No hay dudas de que esta pantomima contó con el
invalorable apoyo de gran parte de la sociedad que toleró la mentira. La
comentaba en vos baja en la cola de la feria, pero nunca constituyó una fuerza
viva que se transformara en una exigencia pública al gobierno. Gran parte de la
gente creyó que, porque tenía más papeles de colores en el bolsillo (a los que
pretensiosamente llamaba “billetes”), ganaba más dinero.
Está perfecto que, súbitamente, toda esa gente haya
tomado conciencia de la malevolencia intrínseca de la inflación: más vale tarde
que nunca. Lo que no es tolerable es que esa misma gente (con Página 12 a la
cabeza) insinúe pretender resultados inmediatos cuando durante 10 años
promovieron el desastre que hoy ha salido a la superficie.
Es más, gran parte de esa gente sigue teniendo en mente
ideas completamente estrambóticas en lo que se refiere a la estrategia para
encarar las soluciones. Siguen creyendo que la inflación es un fenómeno
atacable con la policía y eventualmente con el ejército y no la manifestación
final de una serie de desórdenes económicos que, si no se los atiende, se podrá
encarcelar o incluso matar a todo el mundo, pero lamentablemente continuará.
El sesgo militar que conlleva todo populismo le hace
tener una concepción según la cual todo es eventualmente arreglable con la
fuerza y la cárcel. Se trata del peso que tiene otro ingrediente infaltable de
esos regímenes: la burrez.
El gobierno tiene solo dos caminos racionales de
enfrentar la inflación, ambos con sus ventajas y sus desventajas. Los cráneos
del populismo deberán entender que es uno u otro; no hay más.
Esos caminos son el shock o el gradualismo. Los
partidarios del shock ponen el acento en el aspecto fiscal del problema,
pidiendo que, sin dilaciones, se organice un programa de ataque a los
desequilibrios del déficit, producido por el gasto y la mala estructura
tributaria. Entienden que un golpe bien dado a ese bollo inaceptable puede
producir efectos benéficos en términos de crecimiento, empleo e inversiones en
un plazo tan corto como seis meses.
En esos seis meses seguramente se producirán protestas,
reclamos, movilizaciones, en fin cierta ebullición social, pero al cabo de
ellos, la Argentina habrá dejado atrás la oscuridad que la atrasa y la detiene.
Los que creen en la estrategia gradual entienden que esa
ebullición es muy peligrosa para la gobernabilidad del presidente y que por lo
tanto es necesario ir por un camino más largo que obtenga resultados en un
tiempo más prolongado pero que evite los conflictos.

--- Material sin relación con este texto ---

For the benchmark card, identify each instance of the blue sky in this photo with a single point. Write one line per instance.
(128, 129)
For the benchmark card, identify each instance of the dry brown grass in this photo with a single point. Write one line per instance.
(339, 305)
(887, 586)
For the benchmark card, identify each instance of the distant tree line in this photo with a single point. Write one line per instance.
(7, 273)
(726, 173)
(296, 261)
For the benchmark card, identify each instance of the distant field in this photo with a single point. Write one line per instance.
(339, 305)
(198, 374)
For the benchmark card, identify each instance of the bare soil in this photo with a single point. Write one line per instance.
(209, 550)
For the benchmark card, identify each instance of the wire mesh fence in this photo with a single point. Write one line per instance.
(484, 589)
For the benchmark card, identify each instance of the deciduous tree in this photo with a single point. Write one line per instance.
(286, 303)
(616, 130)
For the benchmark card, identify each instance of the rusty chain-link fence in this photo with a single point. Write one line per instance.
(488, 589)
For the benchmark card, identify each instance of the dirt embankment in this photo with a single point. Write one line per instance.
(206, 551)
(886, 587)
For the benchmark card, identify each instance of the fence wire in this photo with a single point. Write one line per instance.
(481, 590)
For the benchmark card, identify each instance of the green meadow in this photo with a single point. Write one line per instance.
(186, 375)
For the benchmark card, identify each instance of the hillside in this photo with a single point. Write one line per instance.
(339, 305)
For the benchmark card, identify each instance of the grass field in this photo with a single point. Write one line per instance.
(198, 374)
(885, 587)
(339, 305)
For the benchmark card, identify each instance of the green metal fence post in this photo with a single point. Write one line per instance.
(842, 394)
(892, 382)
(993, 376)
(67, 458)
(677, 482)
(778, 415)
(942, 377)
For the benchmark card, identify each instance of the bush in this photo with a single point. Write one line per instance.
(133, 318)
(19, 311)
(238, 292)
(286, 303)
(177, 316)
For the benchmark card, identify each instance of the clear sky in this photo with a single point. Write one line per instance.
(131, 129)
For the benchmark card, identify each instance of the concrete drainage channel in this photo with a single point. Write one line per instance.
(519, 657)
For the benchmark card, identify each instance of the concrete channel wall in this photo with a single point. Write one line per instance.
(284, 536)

No hay dudas de que el
equipo de Macri hasta ahora ha elegido este último camino.
La gran paradoja de todo este chiste es que los señores
que provocaron el mal estén pidiendo la solución de sus escabrosas
consecuencias, con el dedito levantado y con aires de suficiencia como si ellos
no solo fueran ajenos a la generación de desastre, sino que tuvieran la fórmula
mágica para terminar con el estorbo. Eso sí es inaceptable y eso debe quedar
claro. No es posible que estos señores que destruyeron todo a su paso encima
tengan la veleidad de poner condiciones y exigencias sobre cuál es la solución
que debe aplicarse a un problema que generaron ellos. No hay que permitírselo.
Macri podrá dudar sobre cuál estrategia es la mejor para
encarar el peor de los problemas que enfrenta, pero de ahí a que la sociedad
crea que el criminal es la víctima y que la víctima es el criminal, hay un
trecho que no puede transitarse y que el gobierno debe impedir siquiera que se
dé el primer paso.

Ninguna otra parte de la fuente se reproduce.